What I’m telling my two daughters about the economy
Kathi and I have two daughters. Like all parents we are very proud of them. Kaitlin graduated from Lewis & Clark College last year and Kristen is a senior at UCLA. At last year’s graduation, I had the opportunity to sit down with them and talk about life after college. I thought it would be important for them to know what they faced, why, and what the future would hold for them. Many graduates are having a hard time finding jobs in their fields. You probably know some of them. Not a surprise given the slowness of the recovery from the economic melt down of 2008 – 2009. Here is what I told them.
Hardly anyone understands what is causing the state of the economy but it is quite simple. Actually, I believe that all economics is quite simple but economists confuse us with their special language and statistics. The economy is not recovering well enough to create the jobs that are required. This is because we are going through a demographic hole.
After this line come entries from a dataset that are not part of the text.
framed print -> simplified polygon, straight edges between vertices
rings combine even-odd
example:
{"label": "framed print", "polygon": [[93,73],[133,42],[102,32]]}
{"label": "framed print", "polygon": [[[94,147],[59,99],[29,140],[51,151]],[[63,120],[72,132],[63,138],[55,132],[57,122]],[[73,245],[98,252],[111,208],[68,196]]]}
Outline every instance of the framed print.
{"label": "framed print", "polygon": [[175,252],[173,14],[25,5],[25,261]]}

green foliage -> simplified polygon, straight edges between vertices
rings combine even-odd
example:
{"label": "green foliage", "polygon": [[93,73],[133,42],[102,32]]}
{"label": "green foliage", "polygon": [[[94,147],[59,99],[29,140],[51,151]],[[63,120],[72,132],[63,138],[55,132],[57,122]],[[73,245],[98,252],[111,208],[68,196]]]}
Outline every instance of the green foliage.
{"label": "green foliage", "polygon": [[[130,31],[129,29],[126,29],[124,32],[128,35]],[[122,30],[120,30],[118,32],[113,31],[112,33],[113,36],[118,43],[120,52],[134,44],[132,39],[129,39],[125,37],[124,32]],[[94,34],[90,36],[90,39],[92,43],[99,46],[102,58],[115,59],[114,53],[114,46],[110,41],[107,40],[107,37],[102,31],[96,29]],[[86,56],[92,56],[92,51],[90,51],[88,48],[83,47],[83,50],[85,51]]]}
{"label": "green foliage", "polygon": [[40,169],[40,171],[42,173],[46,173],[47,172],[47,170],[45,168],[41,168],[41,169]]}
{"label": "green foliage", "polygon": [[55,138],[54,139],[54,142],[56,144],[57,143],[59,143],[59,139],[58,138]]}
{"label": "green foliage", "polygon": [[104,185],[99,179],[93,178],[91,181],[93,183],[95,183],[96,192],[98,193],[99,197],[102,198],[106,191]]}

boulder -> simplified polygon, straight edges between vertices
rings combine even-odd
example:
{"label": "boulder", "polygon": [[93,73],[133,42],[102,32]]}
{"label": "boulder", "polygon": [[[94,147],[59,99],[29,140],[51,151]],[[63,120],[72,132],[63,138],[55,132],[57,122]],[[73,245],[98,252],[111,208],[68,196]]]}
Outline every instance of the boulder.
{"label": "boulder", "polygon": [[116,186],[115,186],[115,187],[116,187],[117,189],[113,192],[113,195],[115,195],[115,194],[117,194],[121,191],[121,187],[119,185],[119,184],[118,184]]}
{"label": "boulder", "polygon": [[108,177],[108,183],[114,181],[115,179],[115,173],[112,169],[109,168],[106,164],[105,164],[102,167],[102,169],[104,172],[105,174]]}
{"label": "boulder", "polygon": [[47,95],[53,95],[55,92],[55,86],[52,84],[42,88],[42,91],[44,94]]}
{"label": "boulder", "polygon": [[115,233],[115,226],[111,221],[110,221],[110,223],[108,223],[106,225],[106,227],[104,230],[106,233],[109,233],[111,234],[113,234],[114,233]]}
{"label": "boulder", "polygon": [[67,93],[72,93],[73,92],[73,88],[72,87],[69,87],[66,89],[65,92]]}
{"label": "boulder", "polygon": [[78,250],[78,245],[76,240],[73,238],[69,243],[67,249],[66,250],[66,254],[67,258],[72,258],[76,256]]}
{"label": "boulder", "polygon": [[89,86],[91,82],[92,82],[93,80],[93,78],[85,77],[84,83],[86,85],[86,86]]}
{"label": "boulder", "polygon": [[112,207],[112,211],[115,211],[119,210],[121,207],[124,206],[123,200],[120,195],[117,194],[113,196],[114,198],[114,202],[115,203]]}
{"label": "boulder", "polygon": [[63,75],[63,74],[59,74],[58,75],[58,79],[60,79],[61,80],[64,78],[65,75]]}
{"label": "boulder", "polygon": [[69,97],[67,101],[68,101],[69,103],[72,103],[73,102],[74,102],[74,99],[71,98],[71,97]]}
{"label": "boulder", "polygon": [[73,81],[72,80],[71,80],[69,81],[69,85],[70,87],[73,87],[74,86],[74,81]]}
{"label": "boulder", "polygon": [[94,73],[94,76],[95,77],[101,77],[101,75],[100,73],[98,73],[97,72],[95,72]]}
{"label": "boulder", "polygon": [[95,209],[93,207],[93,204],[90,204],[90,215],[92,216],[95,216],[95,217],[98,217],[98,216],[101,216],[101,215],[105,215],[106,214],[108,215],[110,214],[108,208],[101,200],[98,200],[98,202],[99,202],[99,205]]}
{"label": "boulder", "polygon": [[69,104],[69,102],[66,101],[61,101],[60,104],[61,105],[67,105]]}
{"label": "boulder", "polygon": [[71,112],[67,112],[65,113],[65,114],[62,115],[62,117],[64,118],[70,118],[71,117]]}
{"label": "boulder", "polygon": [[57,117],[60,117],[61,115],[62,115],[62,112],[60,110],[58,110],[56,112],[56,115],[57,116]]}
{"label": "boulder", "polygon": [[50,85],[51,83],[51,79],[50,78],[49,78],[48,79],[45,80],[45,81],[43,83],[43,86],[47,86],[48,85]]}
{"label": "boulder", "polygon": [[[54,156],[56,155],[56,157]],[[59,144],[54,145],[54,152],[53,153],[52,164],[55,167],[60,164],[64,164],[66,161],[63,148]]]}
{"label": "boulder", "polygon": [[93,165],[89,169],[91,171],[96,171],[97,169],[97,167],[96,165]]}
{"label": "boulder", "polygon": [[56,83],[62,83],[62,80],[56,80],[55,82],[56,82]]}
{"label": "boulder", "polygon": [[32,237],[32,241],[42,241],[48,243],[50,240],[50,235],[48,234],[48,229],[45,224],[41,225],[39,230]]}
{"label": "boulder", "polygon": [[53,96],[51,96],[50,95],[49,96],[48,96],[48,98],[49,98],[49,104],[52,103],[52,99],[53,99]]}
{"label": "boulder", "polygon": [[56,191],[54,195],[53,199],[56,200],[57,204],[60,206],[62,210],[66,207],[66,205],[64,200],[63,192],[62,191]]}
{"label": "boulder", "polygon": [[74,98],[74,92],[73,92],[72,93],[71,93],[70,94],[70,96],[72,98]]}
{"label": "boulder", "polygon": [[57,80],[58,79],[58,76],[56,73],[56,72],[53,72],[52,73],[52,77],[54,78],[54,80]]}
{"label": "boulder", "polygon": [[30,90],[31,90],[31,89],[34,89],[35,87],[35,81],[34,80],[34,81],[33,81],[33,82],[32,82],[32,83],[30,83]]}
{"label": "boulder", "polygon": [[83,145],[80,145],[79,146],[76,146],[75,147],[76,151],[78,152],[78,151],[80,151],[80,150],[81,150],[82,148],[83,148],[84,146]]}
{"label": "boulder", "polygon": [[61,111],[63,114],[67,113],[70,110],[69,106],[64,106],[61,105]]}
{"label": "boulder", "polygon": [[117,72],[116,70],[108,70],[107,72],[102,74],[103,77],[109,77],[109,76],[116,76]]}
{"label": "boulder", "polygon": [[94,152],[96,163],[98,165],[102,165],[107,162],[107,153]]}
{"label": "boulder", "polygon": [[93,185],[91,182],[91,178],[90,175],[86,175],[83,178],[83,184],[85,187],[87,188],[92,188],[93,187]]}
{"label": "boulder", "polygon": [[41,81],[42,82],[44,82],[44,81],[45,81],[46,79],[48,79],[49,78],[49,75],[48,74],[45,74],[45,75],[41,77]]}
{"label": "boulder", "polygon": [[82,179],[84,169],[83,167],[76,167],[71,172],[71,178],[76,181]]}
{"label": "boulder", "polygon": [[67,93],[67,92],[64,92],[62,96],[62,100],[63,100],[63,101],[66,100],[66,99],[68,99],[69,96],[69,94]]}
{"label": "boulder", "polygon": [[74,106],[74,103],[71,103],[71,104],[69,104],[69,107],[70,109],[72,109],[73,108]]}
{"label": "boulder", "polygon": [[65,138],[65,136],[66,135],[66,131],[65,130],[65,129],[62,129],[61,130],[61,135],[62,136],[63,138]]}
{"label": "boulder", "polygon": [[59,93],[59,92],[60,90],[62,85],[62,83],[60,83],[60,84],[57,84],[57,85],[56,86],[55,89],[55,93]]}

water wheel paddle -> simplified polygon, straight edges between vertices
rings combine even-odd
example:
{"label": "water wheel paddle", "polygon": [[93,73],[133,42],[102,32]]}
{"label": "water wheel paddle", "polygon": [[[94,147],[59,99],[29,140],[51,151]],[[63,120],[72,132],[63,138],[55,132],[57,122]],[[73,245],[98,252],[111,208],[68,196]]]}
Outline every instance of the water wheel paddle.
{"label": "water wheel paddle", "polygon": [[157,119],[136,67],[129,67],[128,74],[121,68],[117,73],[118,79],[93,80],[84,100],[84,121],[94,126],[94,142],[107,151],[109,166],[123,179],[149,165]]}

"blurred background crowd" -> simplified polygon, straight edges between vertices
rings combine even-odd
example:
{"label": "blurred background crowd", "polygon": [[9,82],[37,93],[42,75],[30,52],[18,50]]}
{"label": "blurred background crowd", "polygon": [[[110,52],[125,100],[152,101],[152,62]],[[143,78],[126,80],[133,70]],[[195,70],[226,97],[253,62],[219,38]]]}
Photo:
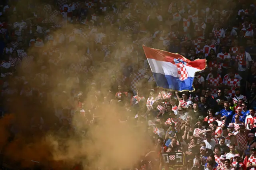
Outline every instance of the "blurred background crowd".
{"label": "blurred background crowd", "polygon": [[[128,169],[166,169],[162,154],[182,152],[182,170],[254,170],[256,5],[1,1],[0,129],[8,134],[1,154],[21,135],[28,142],[49,131],[62,140],[78,133],[90,138],[90,126],[108,120],[99,113],[114,107],[118,123],[142,127],[150,144]],[[142,45],[206,59],[195,91],[158,88]],[[10,115],[16,119],[5,124]],[[12,156],[1,160],[21,167]],[[177,158],[169,158],[174,164]],[[60,164],[54,169],[67,168]]]}

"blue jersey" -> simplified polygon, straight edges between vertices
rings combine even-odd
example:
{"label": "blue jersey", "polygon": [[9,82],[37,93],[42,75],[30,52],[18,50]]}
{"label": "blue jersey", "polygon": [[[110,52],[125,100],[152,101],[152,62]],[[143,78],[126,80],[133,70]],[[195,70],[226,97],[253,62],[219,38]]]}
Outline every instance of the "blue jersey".
{"label": "blue jersey", "polygon": [[240,121],[241,122],[243,122],[244,123],[245,123],[245,118],[246,117],[246,115],[240,115],[238,114],[236,114],[233,116],[233,117],[232,118],[232,121],[231,121],[232,123],[235,123],[235,116],[236,115],[238,115],[239,116],[239,121]]}
{"label": "blue jersey", "polygon": [[228,110],[226,111],[225,109],[223,109],[220,111],[220,113],[221,114],[221,117],[222,117],[225,116],[226,117],[226,124],[228,125],[231,123],[232,121],[232,118],[233,118],[233,115],[234,115],[234,113],[232,110]]}
{"label": "blue jersey", "polygon": [[246,116],[247,116],[249,115],[250,115],[250,112],[249,112],[249,110],[247,110],[245,112],[243,111],[243,110],[242,110],[242,114],[243,115],[245,115],[245,117],[246,117]]}

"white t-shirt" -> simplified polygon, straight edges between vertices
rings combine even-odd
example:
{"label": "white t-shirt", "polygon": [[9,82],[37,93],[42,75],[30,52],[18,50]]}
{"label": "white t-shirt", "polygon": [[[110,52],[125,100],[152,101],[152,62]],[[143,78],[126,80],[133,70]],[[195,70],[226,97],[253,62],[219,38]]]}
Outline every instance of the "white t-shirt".
{"label": "white t-shirt", "polygon": [[235,155],[234,154],[232,154],[230,152],[228,153],[226,155],[226,157],[227,157],[227,159],[230,159],[231,158],[233,158],[235,157]]}
{"label": "white t-shirt", "polygon": [[[251,57],[251,55],[250,55],[250,54],[246,52],[245,52],[245,58],[246,58],[246,68],[242,67],[242,64],[241,64],[241,63],[238,61],[238,71],[246,71],[247,69],[248,69],[248,67],[249,67],[249,62],[252,61],[252,57]],[[238,56],[239,55],[239,54],[238,54],[237,55],[237,57],[236,57],[237,59],[238,58]]]}
{"label": "white t-shirt", "polygon": [[211,140],[210,142],[208,142],[207,140],[204,140],[203,142],[205,143],[206,148],[208,149],[211,149],[213,150],[215,146],[216,145],[216,142],[213,140]]}

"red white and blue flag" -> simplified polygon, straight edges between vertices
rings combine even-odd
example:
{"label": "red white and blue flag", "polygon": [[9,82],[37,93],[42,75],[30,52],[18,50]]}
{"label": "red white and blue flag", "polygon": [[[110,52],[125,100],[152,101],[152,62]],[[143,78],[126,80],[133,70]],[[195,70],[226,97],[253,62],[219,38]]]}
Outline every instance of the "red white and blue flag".
{"label": "red white and blue flag", "polygon": [[143,49],[158,86],[179,91],[194,90],[195,73],[205,69],[205,59],[191,61],[178,53],[144,45]]}

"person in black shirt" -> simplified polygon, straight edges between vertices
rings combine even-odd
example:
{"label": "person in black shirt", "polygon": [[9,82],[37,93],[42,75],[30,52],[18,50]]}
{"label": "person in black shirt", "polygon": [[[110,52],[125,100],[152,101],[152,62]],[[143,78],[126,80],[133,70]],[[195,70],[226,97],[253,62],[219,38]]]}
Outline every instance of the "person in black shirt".
{"label": "person in black shirt", "polygon": [[207,111],[209,109],[209,105],[206,103],[204,96],[201,96],[200,97],[200,100],[201,102],[198,105],[199,116],[206,117],[207,116]]}
{"label": "person in black shirt", "polygon": [[[205,91],[205,99],[206,103],[208,104],[210,108],[213,109],[216,103],[214,97],[212,95],[212,91],[209,88],[208,88]],[[208,108],[209,109],[209,108]],[[208,109],[207,109],[208,110]]]}
{"label": "person in black shirt", "polygon": [[202,161],[200,159],[196,159],[195,161],[195,166],[191,170],[204,170],[204,167],[202,166]]}
{"label": "person in black shirt", "polygon": [[220,149],[221,153],[228,153],[229,152],[229,148],[225,144],[226,139],[224,137],[221,137],[220,139],[220,144],[217,144],[214,146],[214,149],[216,148],[219,148]]}
{"label": "person in black shirt", "polygon": [[253,64],[251,67],[251,73],[247,77],[247,83],[251,86],[253,83],[256,82],[256,64]]}
{"label": "person in black shirt", "polygon": [[224,100],[224,101],[228,101],[228,99],[226,97],[224,96],[224,93],[222,93],[221,89],[219,89],[218,91],[218,96],[214,99],[216,100],[216,104],[220,103],[220,100]]}

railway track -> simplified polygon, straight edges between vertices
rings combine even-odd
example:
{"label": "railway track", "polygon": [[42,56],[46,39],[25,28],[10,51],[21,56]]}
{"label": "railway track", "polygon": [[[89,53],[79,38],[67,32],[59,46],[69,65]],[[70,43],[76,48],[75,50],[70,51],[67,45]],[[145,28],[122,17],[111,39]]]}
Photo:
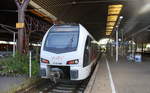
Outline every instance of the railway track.
{"label": "railway track", "polygon": [[39,91],[39,93],[83,93],[89,78],[83,81],[63,80],[56,84],[51,84],[47,88]]}

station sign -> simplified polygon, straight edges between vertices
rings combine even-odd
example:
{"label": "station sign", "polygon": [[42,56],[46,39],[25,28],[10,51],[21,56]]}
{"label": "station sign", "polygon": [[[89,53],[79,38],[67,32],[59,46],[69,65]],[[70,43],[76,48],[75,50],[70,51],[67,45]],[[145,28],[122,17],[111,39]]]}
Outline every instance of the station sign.
{"label": "station sign", "polygon": [[24,28],[25,27],[25,23],[16,23],[16,28]]}

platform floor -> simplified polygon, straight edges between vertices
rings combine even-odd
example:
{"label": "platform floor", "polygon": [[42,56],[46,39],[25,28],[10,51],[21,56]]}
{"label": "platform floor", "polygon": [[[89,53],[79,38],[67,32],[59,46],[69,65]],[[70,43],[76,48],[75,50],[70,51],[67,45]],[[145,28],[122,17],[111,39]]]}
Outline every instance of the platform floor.
{"label": "platform floor", "polygon": [[17,76],[17,77],[0,76],[0,93],[8,93],[9,90],[21,85],[26,79],[27,79],[26,76]]}
{"label": "platform floor", "polygon": [[91,93],[150,93],[150,60],[129,63],[119,59],[116,63],[112,57],[101,57]]}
A demographic hole is created when a large generation (baby boomers) cools off their spending and the next generation (generation X they are called) is a smaller group. You see, people follow a pretty predictable economic pattern when viewed as a large group. When we are young and carefree, we spend money (what little we may have) on consumables like food and beer (or wine here). As we start to form a household, around age 27 or so, we accumulate things like housing and children. That’s when we start to impact the economy and begin to create economic growth. Well, as baby boomers,which was a large group, we did it in a big way. Naturally, that made the economy expand. Now it is the turn of the generation X crowd to do the same and indeed they are. But there is a problem.
Generation X (ages 30 to 45 or so) is a smaller group than the baby boomers. About 12 million fewer! That means there are fewer customers to buy stuff. That is the reason the economy is not recovering very fast, if at all. Let me repeat that. Not as many customers! Sounds depressing because there is nothing anyone or any policy can do to change that. It may even get worse. That’s the bad news. But I told my daughters do not despair. Just understand that we will not recover for a while so relax and work on what will become the next advancing economy. You see, their generation (the millennial, or generation Y) is actually a bigger generation than the large baby boom generation was. To prepare for that next large wave of economic growth, I told them to pay attention to the needs and desires of their own generation. Sell them what they want or need and you will have 20 years of good economic times! Patience.